While my experience with Gophish was one of the things that brought me to Duo,
Insight is not based on Gophish at all. I had the privilege of working with
the team of engineers who built Insight and they are _amazingly talented_.
It's a really high-quality product from an incredible team.

You hit the nail on the head as to why someone may prefer Insight to Gophish.
Gophish, while being easy to set up, still requires _some_ setup and hosting.
With Insight, everything is managed for you. This has significant time savings
and infrastructure savings.

The downside to this is flexibility, which is what Gophish offers. Insight
offers a good few pre-built templates while Gophish lets you create your own.
You control everything and have the ability to tailor phishing campaigns
exactly how you want them. Gophish was also built from the ground-up to be
driven by an API, and has other features that may useful in more red-team
scenarios (such as credential capture).

The other benefit to Gophish that you mentioned is that, since you control the
infrastructure, you control all of the data end-to-end.

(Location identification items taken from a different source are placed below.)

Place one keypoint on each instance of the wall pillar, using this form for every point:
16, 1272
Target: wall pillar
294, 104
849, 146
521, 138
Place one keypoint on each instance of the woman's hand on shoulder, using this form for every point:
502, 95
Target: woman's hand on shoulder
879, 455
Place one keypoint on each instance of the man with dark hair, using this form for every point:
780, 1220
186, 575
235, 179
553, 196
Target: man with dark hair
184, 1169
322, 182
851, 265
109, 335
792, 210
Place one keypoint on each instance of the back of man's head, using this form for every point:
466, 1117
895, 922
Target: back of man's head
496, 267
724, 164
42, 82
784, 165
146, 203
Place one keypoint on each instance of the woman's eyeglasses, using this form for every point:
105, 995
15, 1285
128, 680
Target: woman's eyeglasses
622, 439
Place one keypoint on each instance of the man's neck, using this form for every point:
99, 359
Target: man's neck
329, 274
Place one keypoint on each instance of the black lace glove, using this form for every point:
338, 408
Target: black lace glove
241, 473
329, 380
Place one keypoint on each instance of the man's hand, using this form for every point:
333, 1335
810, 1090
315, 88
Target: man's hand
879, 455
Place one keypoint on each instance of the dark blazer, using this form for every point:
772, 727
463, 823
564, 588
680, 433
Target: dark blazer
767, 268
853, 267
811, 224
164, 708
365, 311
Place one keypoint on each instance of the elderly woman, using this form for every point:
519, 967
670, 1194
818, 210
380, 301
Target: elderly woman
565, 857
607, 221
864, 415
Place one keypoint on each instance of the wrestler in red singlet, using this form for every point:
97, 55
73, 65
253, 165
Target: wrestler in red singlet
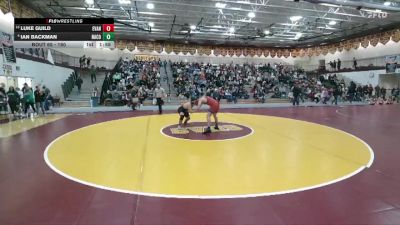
213, 110
214, 105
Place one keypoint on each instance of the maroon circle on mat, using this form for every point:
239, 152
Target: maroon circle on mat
194, 131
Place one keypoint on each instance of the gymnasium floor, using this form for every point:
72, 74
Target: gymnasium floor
305, 165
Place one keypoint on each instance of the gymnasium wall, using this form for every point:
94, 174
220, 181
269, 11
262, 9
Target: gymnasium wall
364, 56
41, 74
112, 55
364, 77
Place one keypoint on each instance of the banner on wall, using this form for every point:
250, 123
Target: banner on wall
391, 63
8, 48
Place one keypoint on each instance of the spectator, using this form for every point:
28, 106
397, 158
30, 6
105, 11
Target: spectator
88, 61
336, 94
354, 63
29, 99
92, 73
13, 99
159, 94
78, 83
48, 99
352, 91
296, 93
39, 99
3, 98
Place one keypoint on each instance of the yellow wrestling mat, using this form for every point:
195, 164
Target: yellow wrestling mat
277, 156
21, 125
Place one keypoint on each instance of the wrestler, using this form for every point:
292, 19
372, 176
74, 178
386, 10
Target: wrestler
213, 110
183, 111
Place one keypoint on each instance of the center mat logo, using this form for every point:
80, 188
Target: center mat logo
194, 131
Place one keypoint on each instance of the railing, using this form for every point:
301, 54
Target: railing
349, 64
63, 59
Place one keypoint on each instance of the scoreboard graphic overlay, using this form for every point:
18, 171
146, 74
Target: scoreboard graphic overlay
64, 33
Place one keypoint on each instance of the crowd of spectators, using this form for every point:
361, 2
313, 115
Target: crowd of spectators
233, 82
132, 79
19, 101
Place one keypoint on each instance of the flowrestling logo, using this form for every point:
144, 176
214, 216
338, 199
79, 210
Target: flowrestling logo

So while they're in a similar space, they're pretty different products with
different strengths and weaknesses. If you're just starting to look into
running a phishing simulation, I'd lean towards giving Insight a shot since
it's super quick and easy to get a campaign out the door. Once you need more
flexibility and power, Gophish is an easy transition. :)

------
sunsetMurk
similar software to the testing part of this startup's saas offering.
[https://www.knowbe4.com/](https://www.knowbe4.com/)

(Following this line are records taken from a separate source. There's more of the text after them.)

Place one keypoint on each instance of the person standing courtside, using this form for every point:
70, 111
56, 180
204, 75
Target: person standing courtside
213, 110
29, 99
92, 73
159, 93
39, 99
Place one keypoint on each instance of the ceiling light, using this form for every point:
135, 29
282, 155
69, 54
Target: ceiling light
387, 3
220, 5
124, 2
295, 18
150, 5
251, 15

they've been growing like crazy; aggressive sales, and nearly giving it away
for free. Most of their value comes from the educational content they provide
though, and not the actual testing infrastructure which Gophish is focused on.

------
nabeards
Does this toolkit actually send emails out, or connect to a mail server? If it
connects to a mail server, does it handle any stats with regard to if the
email was successfully sent?

------
KiDD
Cool!